[saltysugar]

Amazon employee here, but the statement I'm making is of my own.

Internally we treat customer names and email addresses as the second highest data classification. The highest one is credit card/financial/password data.

What does it mean? It means that there are a bunch of requirements that a software team must fulfill and pass (reviewed by an SDE trained in the process outside the team). This makes accessing this sort of data a PITA for a lot of people, and I can see why they why they would send out notifications when a breach like this happen. Amazon takes security very seriously, and it in fact creates quite a bit of friction to many engineers. However, I'd rather than than the break things and ask for forgiveness model like some other companies (not going to name names here)

[ben509]

I can confirm that names and email addresses are classified as saltysugar states, and the security reviews. So they do have to pass all those requirements for secure storage and transmission, but then names and emails are made visible by default through mechanisms like reviews, profile, wishlists, and that passes the review because it is the user's choice.

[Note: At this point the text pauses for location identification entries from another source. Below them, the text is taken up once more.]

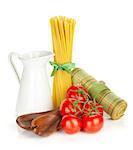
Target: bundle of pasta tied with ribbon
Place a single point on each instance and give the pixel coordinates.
(112, 104)
(62, 29)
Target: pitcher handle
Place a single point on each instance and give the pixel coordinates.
(11, 55)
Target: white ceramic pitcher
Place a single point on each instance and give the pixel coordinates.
(34, 94)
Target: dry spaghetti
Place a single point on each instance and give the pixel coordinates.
(62, 30)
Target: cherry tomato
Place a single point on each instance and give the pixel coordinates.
(71, 106)
(92, 124)
(93, 107)
(77, 92)
(71, 124)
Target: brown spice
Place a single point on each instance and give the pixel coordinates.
(42, 123)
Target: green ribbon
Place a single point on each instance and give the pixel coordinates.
(65, 67)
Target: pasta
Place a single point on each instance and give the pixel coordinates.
(62, 29)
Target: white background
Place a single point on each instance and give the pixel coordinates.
(103, 46)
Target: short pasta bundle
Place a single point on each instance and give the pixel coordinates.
(112, 104)
(62, 29)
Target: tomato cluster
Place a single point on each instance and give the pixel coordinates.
(80, 112)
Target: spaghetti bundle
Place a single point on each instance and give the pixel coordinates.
(112, 104)
(62, 29)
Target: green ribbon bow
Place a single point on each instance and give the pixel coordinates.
(65, 67)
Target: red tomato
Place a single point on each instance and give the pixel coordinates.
(77, 92)
(71, 106)
(92, 124)
(71, 124)
(93, 107)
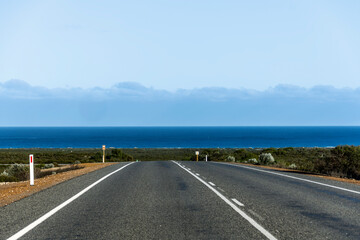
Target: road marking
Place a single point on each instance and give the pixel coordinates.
(237, 202)
(53, 211)
(297, 178)
(256, 215)
(238, 210)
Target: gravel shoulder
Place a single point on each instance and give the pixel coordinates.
(11, 192)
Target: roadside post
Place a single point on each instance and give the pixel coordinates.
(103, 153)
(31, 167)
(197, 155)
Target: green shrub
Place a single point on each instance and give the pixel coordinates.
(266, 158)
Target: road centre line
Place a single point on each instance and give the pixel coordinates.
(233, 206)
(297, 178)
(212, 184)
(237, 202)
(56, 209)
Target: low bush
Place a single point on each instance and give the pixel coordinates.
(266, 159)
(252, 161)
(230, 159)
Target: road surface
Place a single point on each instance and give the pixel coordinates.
(187, 200)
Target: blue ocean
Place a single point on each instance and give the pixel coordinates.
(177, 137)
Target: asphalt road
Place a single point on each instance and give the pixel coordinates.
(187, 200)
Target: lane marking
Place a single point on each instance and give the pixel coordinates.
(256, 215)
(297, 178)
(238, 210)
(237, 202)
(56, 209)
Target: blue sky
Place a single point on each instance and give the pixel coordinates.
(242, 57)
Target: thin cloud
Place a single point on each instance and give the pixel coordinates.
(133, 104)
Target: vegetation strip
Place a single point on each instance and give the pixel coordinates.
(297, 178)
(56, 209)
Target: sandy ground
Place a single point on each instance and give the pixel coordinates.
(11, 192)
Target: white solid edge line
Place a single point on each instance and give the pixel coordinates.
(237, 202)
(212, 184)
(238, 210)
(297, 178)
(53, 211)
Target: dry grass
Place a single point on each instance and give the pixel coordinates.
(11, 192)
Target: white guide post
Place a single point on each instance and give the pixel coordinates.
(31, 167)
(103, 153)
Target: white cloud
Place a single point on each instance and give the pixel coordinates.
(133, 104)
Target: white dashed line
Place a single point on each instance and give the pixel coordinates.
(212, 184)
(233, 206)
(237, 202)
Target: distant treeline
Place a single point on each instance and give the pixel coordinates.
(62, 156)
(341, 161)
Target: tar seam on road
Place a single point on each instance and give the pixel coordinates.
(53, 211)
(238, 210)
(301, 179)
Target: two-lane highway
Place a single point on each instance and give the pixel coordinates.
(187, 200)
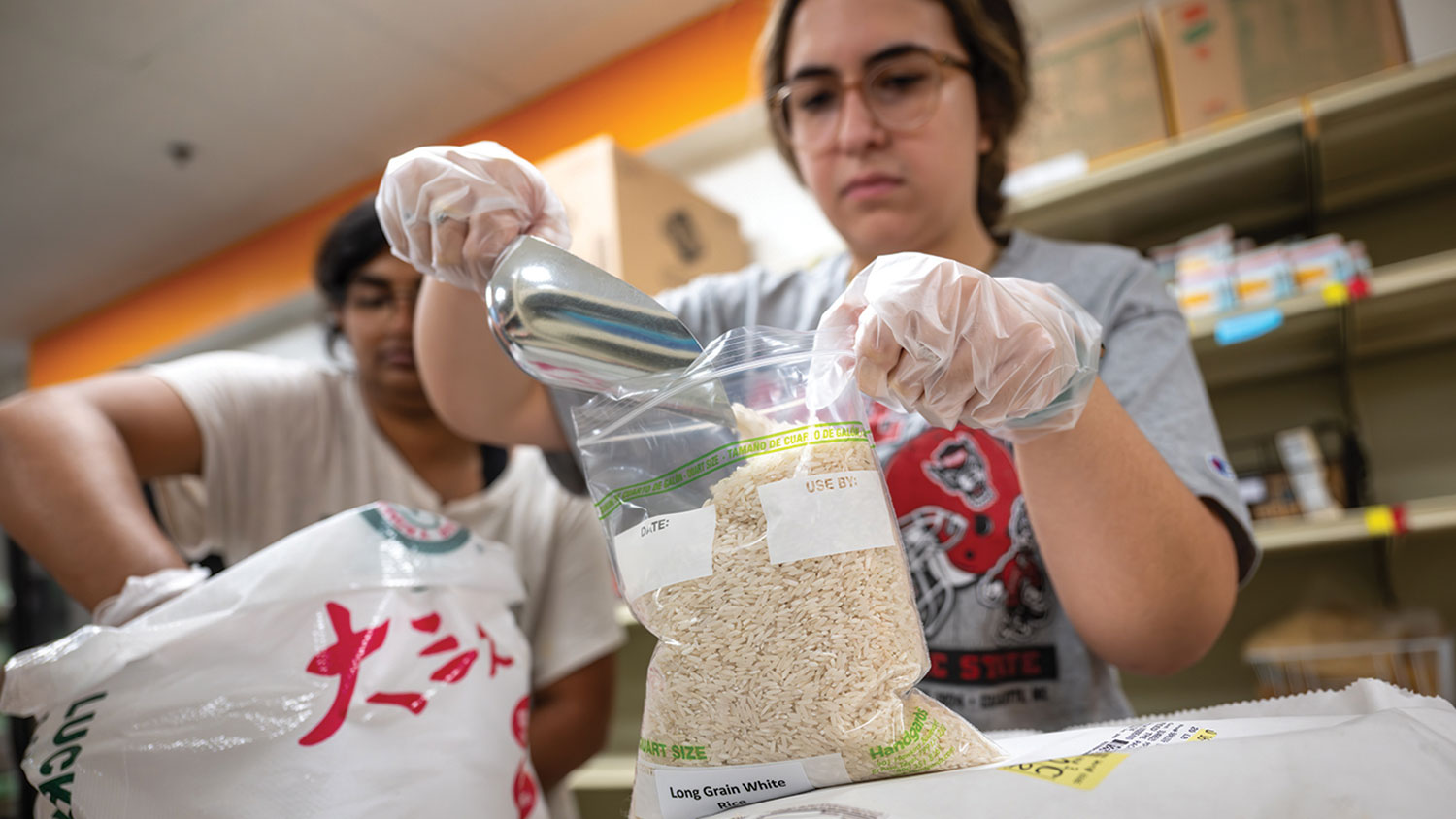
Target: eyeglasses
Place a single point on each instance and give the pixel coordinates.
(900, 90)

I don't even think this is anything nefarious by Amazon. It's more that teams dedicated to security issues consider it out of their lane to deal with conflicts between the designed UX and actual user expectations; especially for privacy issues where even asking the person isn't a reliable way to understand what they want.

[pluma]

> saltysugar

Can you elaborate? I've never heard this phrase before and google results aren't very helpful.

[curiousfab]

It's not a policy, it's the username of the parent's poster.

[ben509]

LOL, now I realize the wisdom of not referring to people by usernames... "saltysugar states" sounds completely plausible.